Toute la question est de déterminer lequel de ces facteurs a le plus contribué au hiatus. Les auteurs de l’étude concèdent qu’il est difficile de parvenir à une conclusion définitive. Le refroidissement du centre et de l’est du Pacifique équatorial pendant la période du hiatus, impliquant un renforcement des vents d’est, est l’un des principaux modes suspectés d’avoir favorisé la séquestration de chaleur dans l’océan. Pour expliquer le hiatus survenu au début des années 2000, des scientifiques (England et al., 2014) ont en effet pointé le renforcement important des alizés au-dessus du Pacifique, une situation typique des conditions La Niña. Les alizés sont des vents qui soufflent fortement d’est en ouest pendant les périodes de type La Niña, ce qui contribue à l’enfouissement de chaleur dans l’ouest du Pacifique.

D’autres scientifiques (Lee et al., 2015) ont montré la chaleur enfouie dans le Pacifique depuis la pause climatique de 1998, se serait en fait frayée un chemin vers l’Océan Indien. Sang-Ki Lee a analysé les données et procédé à des simulations via un modèle, découvrant que la chaleur enfouie dans le Pacifique à la faveur des alizés s’était frayée un chemin vers l’Océan Indien, passant par l’archipel indonésien, comme on peut le voir sur le schéma ci-dessous :

Transfert de chaleur du Pacifique vers l'Océan Indien (Source : Sang-Ki Lee et al)

Transfert de chaleur du Pacifique vers l’Océan Indien (Source : Sang-Ki Lee et al)

D’autres études ont aussi pointé les effets des changements de l’ Oscillation décennale du Pacifique, la PDO, qui s’est manifestée depuis les 15 dernières années. La phase froide de la PDO est une sorte de La Niña qui se maintiendrait sur le long terme. Il existe aussi une phase chaude de la PDO, on l’a observé dans les années 90 et il se pourrait que l’on en revienne à ce régime dans les années à venir.

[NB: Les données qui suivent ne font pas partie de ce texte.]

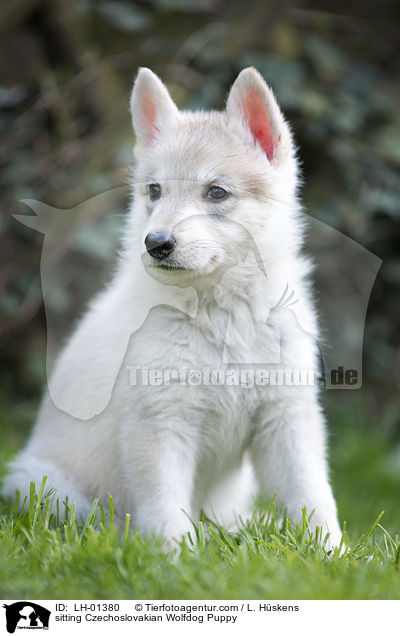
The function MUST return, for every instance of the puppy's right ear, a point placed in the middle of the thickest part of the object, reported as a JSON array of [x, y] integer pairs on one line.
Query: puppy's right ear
[[151, 106]]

Il a aussi été suggéré que l’une des causes du hiatus était l’enfouissement de chaleur dans les couches profondes de l’Atlantique et de l’Océan austral dans le cadre de la variabilité multidécennale de la circulation océanique méridionale de l’Atlantique (AMOC en anglais). Ka-Kit Tung et son coauteur Xianyao Chen, de l’Université de l’Océan en Chine, ont utilisé en 2014 des observations des températures dans les profondeurs de l’océan jusqu’à 2000 mètres.

Les données montrent une augmentation de l’enfouissement de chaleur dans l’Atlantique aux alentours de 1999, quand le réchauffement rapide constaté à la fin du 20è siècle a marqué le pas. Des cycles récurrents conduits par la salinité permettent de stocker plus ou moins de chaleur dans l’Atlantique et les océans du sud. L’eau alourdie par le sel emporte la chaleur dans les profondeurs de l’océan. Les récentes observations à la surface de l’Atlantique Nord montrent une variation de la teneur de l’eau de mer en sel aux alentours de l’année 2000  alors que dans le même temps les eaux plus profondes emmagasinaient davantage de chaleur.

Si des explications convaincantes ont été avancées pour comprendre la période du hiatus, les auteurs de l’étude parue dans Earth’s Future appellent à renforcer le programme Deep Argo qui permet de collecter des données à des profondeurs plus importantes, ce qui permettrait d’améliorer la connaissance des redistributions de chaleur dans l’océan.